Zucchini cream soup with thyme

This is a simple soup recipe, which is easy to prepare and is ready in 30 minutes, so you don’t have to cook for hours in the hot kitchen. If in this hot summer do you need something to cool you, try this tasty zucchini soup recipe as cold as ice.

All you need for this green soup are: zucchini, red onion, garlic, thyme, cream and olive oil. It’s zucchini season, so you can get fresh tender zucchini, which doesn’t need peeling. Cook the chopped vegetables with cream and water, then in a food processor process the soup until is smooth and creamy.

Serve the soup with toast cubes and/or cheese, but it really good with fresh pepper cubes or by itself. In this recipe, I didn’t use flour, so this zucchini cream soup fits in gluten-free diets.

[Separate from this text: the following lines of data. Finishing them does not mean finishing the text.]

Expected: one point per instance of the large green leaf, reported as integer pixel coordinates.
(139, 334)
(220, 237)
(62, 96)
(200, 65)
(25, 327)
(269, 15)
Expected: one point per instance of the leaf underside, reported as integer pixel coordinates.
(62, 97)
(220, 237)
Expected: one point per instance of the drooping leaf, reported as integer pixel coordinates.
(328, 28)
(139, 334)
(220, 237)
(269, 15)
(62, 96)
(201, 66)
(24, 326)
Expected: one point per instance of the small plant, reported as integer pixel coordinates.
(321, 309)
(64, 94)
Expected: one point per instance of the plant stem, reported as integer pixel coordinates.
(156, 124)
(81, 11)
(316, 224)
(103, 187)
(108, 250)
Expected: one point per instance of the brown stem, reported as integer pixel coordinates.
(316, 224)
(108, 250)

Try this easy and tasty summer recipe of zucchini cream soup with thyme if you want to eat something fresh and light.


Level: easy
Cost: low
Calories: average
Diet: vegetarian, gluten-free, sugar-free

Zucchini cream soup with thyme
Prep time: 
Cook time: 
Total time: 
Serves: 4
  • 3-4 medium zucchinis
  • 300 ml cream
  • 1 large red onion
  • 6 clove of garlic
  • 4 teaspoons freshly chopped thyme
  • 5 tablespoons olive oil
  • water to cover the vegetables
  • salt
  • pepper
Let's get started!
  1. Chop the red onion and garlic, simmer it in the hot oil, then add the zucchini cubes. If your zucchini is fresh, you don't have to peel it, just cut into little cubes. Simmer the vegetables for 4-5 minutes.
  2. Season the vegetables with salt and pepper, and add the freshly chopped thyme. Stir them well and pour continuously the cream.
  3. Pour approximately 0.8 -1 l water to cover the vegetables and cook them over medium heat for 20 minutes.
  4. When the zucchini is softened, remove the soup from the oven and pour it in a food processor, process the soup until is smooth.
  5. Serve the creamy soup with toast cubes and cheese.